Антон толкнул Матвея локтем в бок. Он был удивлен этой разноголосицей, Ему казалось, что кто-кто, а бастующие должны понимать, что манифестом царь спасает свою шкуру.

Когда шум стих, председатель собрания предоставил слово новому оратору. Его певучий, красивый голос показался Матвею знакомым. Он вытянулся весь, насколько мог, и через головы впереди сидящих увидел на сцене студента Горского. Это был тот самый Горский, который на памятном собрании в тюрьме с яростью защищал позицию Мартова на Втором съезде партии.

Горский недавно вышел из тюрьмы и теперь руководил в городе меньшевиками. Он считал, что манифест – это завоевание революции, и потому надо не вставать к нему в оппозицию, а использовать все то, что им предоставлено, призывал немедленно закончить забастовку и на демократических началах произвести выборы в городскую думу.

Горскому не дали договорить. В зале поднялся шум и гвалт. Кто-то с галерки кричал громко:

– Долой предателей! Изменники! Подлизули буржуйские!

Оратор не уходил с трибуны и, когда немного стихло, пропел своим певучим голосом:

– Мы не хотим без нужды проливать кровь и потому отзываем своих представителей из стачечного комитета.

В зал будто бросили бомбу. Люди поднялись со своих мест, а какой-то расторопный паренек запустил в Горского калошей. Тот замахал руками, прокричал в зал что-то злое и торопливо скрылся за сценой.

Матвей, стараясь перекричать общий шум, рассказывал Антону в самое ухо:

– Знаю я этого. Он и в тюрьме против Беляева народ мутил.

В это время в разных местах театра появились новые ораторы. Это были большевики, и среди них Матвей и Антон вновь увидели Соколовского.

Председатель собрания, стоявший за столом, долго пытался навести порядок, но, видя бесплодность своих усилий, бросил колокольчик и ушел.

Потом на сцене появился опять Горский. Он что-то прокричал, по-прежнему размахивая руками, и поспешил по сходням к запасному выходу, ведущему на улицу. Вслед за ним потянулись его единомышленники – в дверях мелькали бобровые шапки приказчиков, студенческие шинели, чиновничьи картузы.
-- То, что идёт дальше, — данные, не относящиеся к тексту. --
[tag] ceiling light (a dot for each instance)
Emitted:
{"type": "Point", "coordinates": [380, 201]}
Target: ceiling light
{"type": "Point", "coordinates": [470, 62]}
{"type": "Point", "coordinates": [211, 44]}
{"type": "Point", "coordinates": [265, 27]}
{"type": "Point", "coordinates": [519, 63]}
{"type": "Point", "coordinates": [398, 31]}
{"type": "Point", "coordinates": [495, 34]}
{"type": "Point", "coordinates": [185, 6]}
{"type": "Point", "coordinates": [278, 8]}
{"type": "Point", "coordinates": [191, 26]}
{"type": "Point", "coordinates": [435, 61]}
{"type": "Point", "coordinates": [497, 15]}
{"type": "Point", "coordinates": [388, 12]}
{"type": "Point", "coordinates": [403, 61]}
В зале остались железнодорожники, грузчики, водники, но фронт общегородской забастовки был расстроен.

Ночью, всего лишь через несколько часов после объявления царского манифеста, началось то, что предсказывал на собрании большевик Соколовский. Отряд полицейских и солдат внезапно налетел на депо и окружил забастовщиков, превративших красное задымленное здание в неприступный бастион.

5

В обед политические обнаружили в бачке с супом крысу. Они отказались есть и потребовали к себе начальника. Тот не явился. Тогда политические объявили голодовку и потребовали прокурора. Это требование возымело действие. Начальник незамедлительно прибыл в барак.

Политическим был заказан новый обед. На кухню послана ревизия. Письменный протест на имя прокурора принят.

Но через час начальник одумался, приказал суп, в котором обнаружили крысу, не выливать, а выдать на ужин уголовным.

Матвея это решение начальника возмутило.

– Ваше высокоблагородие, – сказал он, – уголовные разве не люди?

Начальник закричал на него:

– Строгов, не забывайся! Я здесь хозяин…

Матвей выскочил из канцелярии, задыхаясь от гнева. Он побежал к Топилкину и рассказал ему о приказе начальника.

Антон хладнокровно выслушал Матвея.

– Надо не допустить этого и проучить начальника.

Они решили действовать.

Матвей, во избежание подозрений, должен был уйти куда-нибудь. Всю работу взял на себя Антон Топилкин. Ему предстояло после возвращения уголовных с работы пройти к ним во двор, встретить уголовника Яшку Пройди-свет и сообщить ему о крысе. В случае, если Пройди-свет усомнился бы в искренности Антона, Антон должен был сказать, что его послал Матвей Строгов. Пройди-свет любил дядьку Строгова.